Elias Howe, who had patented his sewing machine five years earlier, patented an "Automatic, Continuous Clothing Closure" in 1851. It used a series of clasps joined by a single cord running along the seam. Howe never marketed it. He was making enough money from sewing machine royalties that the closure device sat in the patent office gathering dust, which turned out to be a recurring theme in zipper history.

Forty-two years later, Whitcomb Judson, a Chicago engineer, independently invented a similar device he called the "Clasp Locker." He debuted it at the 1893 World's Columbian Exposition in Chicago, the same fair that introduced the Ferris wheel. The Clasp Locker was meant for boots—the idea being that people were tired of fumbling with dozens of tiny buttons and hooks every time they put on shoes. It worked, technically, but had a tendency to pop open at inconvenient moments. Judson founded the Universal Fastener Company to sell it. Sales were dismal.

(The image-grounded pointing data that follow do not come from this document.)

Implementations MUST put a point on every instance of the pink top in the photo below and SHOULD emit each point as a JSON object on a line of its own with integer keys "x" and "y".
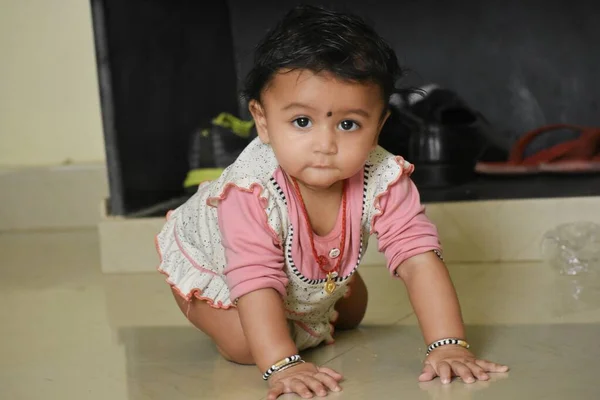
{"x": 255, "y": 257}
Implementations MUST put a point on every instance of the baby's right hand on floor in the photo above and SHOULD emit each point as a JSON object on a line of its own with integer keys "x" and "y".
{"x": 306, "y": 380}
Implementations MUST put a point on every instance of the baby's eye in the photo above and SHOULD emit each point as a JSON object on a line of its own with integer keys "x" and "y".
{"x": 348, "y": 125}
{"x": 301, "y": 122}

The person who actually made the zipper work was Gideon Sundback, a Swedish-born electrical engineer who joined Judson's company in 1906. By 1913, Sundback had redesigned the device entirely. He increased the number of interlocking teeth from four per inch to ten or eleven, created two facing rows of teeth that meshed together with a single slider, and devised a manufacturing machine that could stamp them out reliably. He called it the "Hookless Fastener." It was, for all practical purposes, the modern zipper.

The name "zipper" didn't arrive until 1923, when the B.F. Goodrich Company used Sundback's fasteners on their rubber galoshes and trademarked the word for the sound the device made. The name was meant to describe the boots, not the fastener, but it migrated anyway. The fashion industry resisted zippers for years—buttons and hooks were considered more dignified—until the 1930s, when designers finally began sewing them into trousers and dresses. Children's clothing adopted them first, marketed to parents as something kids could operate on their own.

By then, Howe had been dead for over sixty years, Judson for over two decades, and Sundback was in his fifties, watching an idea he'd perfected finally become ordinary.